2. Liliana of the Veil
We all know how great Liliana is. She is still probably the best modern planeswalker. She is just so dangerous for her cost. Slow decks cannot afford to let her repeatedly +1 or ultimate. The best counter to Liliana is having multiple creatures in play but that is harder to do for the slower decks and leads to blowout plays against other kinds of cards. It is also very hard to get to that position early enough in the game to preempt a Lili. It is also hard to maintain that position throughout the midgame. You want to block efficiently however doing so leaves only your Grave Titan left in play say at which point you pretty much lose to a Lili from hand with a -2 and so you don't block with a token and take extra damage and so on. Obviously that line applies to any Edict but the point is that people don't run many Edict spells in cube because not many are good and those that are fail to be so consistently. I am pretty sure Doomfall is the second best Edict for cube after Lili! Worst case for a Lili play is an Edict with some life gain as they have to attack her. Best case, she dominates the game and this happens more so than with most other walkers. It is not just her threat level that makes her so good but also her versatility.
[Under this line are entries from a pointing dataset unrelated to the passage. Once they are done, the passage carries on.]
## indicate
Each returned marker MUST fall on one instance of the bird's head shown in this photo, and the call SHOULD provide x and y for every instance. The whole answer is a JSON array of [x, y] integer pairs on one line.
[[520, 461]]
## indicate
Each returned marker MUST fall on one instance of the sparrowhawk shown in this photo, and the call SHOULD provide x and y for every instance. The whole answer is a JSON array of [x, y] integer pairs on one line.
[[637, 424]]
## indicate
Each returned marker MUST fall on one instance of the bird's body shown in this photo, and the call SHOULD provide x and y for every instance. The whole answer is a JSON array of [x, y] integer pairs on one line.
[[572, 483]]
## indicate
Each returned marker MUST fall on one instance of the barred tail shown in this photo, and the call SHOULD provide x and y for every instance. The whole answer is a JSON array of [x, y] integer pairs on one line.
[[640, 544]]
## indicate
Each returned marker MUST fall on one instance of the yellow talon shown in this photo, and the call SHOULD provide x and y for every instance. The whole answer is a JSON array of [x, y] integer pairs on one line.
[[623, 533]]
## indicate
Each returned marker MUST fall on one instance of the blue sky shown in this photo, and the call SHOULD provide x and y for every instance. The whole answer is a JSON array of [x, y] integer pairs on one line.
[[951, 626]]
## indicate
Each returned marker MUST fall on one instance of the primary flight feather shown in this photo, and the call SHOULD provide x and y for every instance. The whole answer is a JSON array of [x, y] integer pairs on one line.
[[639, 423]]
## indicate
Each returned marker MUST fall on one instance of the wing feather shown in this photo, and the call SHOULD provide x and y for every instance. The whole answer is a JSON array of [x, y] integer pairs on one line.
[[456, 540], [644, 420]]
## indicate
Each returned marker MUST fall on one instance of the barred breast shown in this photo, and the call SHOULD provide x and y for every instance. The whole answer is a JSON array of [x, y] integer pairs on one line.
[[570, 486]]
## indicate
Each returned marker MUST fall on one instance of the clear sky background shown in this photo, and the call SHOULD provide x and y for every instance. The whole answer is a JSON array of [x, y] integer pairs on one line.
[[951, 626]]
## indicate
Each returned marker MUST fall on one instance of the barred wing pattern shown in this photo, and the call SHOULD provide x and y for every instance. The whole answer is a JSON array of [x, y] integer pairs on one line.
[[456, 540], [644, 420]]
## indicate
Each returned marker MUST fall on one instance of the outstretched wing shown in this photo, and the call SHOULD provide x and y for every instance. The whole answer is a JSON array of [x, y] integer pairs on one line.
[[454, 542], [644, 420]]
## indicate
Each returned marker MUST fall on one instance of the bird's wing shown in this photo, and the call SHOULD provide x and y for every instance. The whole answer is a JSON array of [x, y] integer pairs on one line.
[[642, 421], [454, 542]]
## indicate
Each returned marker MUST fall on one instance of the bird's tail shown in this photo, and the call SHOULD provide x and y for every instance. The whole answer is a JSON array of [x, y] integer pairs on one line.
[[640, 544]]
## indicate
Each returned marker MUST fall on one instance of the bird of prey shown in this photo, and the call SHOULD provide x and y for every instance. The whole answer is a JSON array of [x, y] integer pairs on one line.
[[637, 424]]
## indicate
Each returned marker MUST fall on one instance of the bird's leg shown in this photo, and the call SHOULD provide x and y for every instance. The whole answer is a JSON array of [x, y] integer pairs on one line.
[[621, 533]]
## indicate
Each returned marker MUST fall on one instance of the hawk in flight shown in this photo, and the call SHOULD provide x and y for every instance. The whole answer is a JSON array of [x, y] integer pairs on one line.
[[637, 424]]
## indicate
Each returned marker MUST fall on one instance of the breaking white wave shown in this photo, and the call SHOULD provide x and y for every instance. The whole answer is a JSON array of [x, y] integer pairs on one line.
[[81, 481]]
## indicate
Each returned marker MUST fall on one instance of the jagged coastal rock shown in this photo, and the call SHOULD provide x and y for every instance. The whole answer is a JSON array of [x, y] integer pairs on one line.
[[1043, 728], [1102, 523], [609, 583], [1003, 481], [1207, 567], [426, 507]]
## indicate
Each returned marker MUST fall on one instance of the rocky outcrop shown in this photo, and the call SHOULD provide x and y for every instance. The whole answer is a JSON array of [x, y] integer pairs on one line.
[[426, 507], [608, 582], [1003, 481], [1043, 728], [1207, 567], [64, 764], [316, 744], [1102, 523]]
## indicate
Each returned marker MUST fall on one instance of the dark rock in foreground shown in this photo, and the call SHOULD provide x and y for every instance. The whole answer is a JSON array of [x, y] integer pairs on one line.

Being able to attack board and hand makes her good in most matchups. She invariably offers some value and poses some form of threat.
1. Snapcaster Mage
It is hardest to write about the big names that are every bit in cube as they are in other formats. Everyone knows Snapcaster is the business. There is likely already far more literature on Snappy than anyone needs to read. Most people will have played with and against the card a whole load too and seen the effectiveness of the card first hand. Rather than paint a detailed reasoning as to why the card is so potent it seems more beneficial to instead try and distill the description into a minimalist sketch. So, with that in mind; Snapcaster is a cheap and versatile two for one that scales well into the game. It also offers redundancy on your key spells in any given match up giving you a somewhat post sideboard feel to your build.